If the GCC compiler uses CodeBlocks, you need to set the header file directory, library file directory, and then use it. This library must be able to add your source code for compilation. You need to believe this.
3. About the Aes Algorithm
Because I only use the Aes algorithm, the general idea here is that we know that the Aes algorithm is a symmetric encryption algorithm in the following modes:
EBC: encrypt the data blocks in sequence without 8 or 16 blocks. If the data block is complete, add 0 if the data block is insufficient.
CBC: it is a loop mode in which the ciphertext of the previous group and the plaintext of the current group are differentiated or operated before encryption. This aims to increase the difficulty of cracking.

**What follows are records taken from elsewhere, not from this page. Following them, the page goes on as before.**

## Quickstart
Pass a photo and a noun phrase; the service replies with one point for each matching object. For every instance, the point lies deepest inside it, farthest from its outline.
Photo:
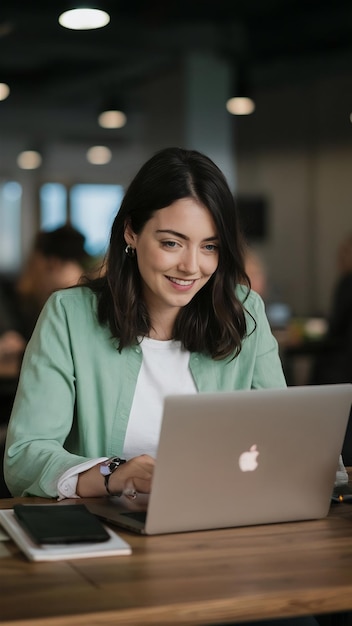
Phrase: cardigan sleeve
(267, 366)
(43, 410)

CFB/OFB is actually a feedback mode, with the goal of enhancing the difficulty of cracking
Reference: http://blog.csdn.net/aaaaatiger/article/details/2525561
If you only use EBC:
Open aes. h and you can see:
You only need to use this. However, you can only input and output 16 bits. That is to say, You need to divide the blocks by yourself. If you do not have enough, you can add 0 bits and 16 bits.
Process:
1. Declare this struct
Mbedtls_aes_context
2. initialize the struct.
Void mbedtls_aes_init (mbedtls_aes_context * ctx );
3. Set the encryption Key
Int mbedtls_aes_setkey_enc (mbedtls_aes_context * ctx, const unsigned char * key,
Unsigned int keybits );
4. Use this function for encryption. Remember to encrypt only 16 characters, including '\ 0', so you need to split the string.
Int mbedtls_aes_crypt_ecb (mbedtls_aes_context * ctx,
Int mode,
Const unsigned char input [16],
Unsigned char output [16]);
The process is this process. If you need this detailed information, you can view the aes. h. Although it is in English, the introduction is still detailed.
I have never used other models (I'm not afraid of it, hum !)
4. If you want to encrypt data for network transmission, remember this: base64.h
The base64 algorithm is available directly.
The focus of frames is very useful.
OK. First, let's see what we want to add.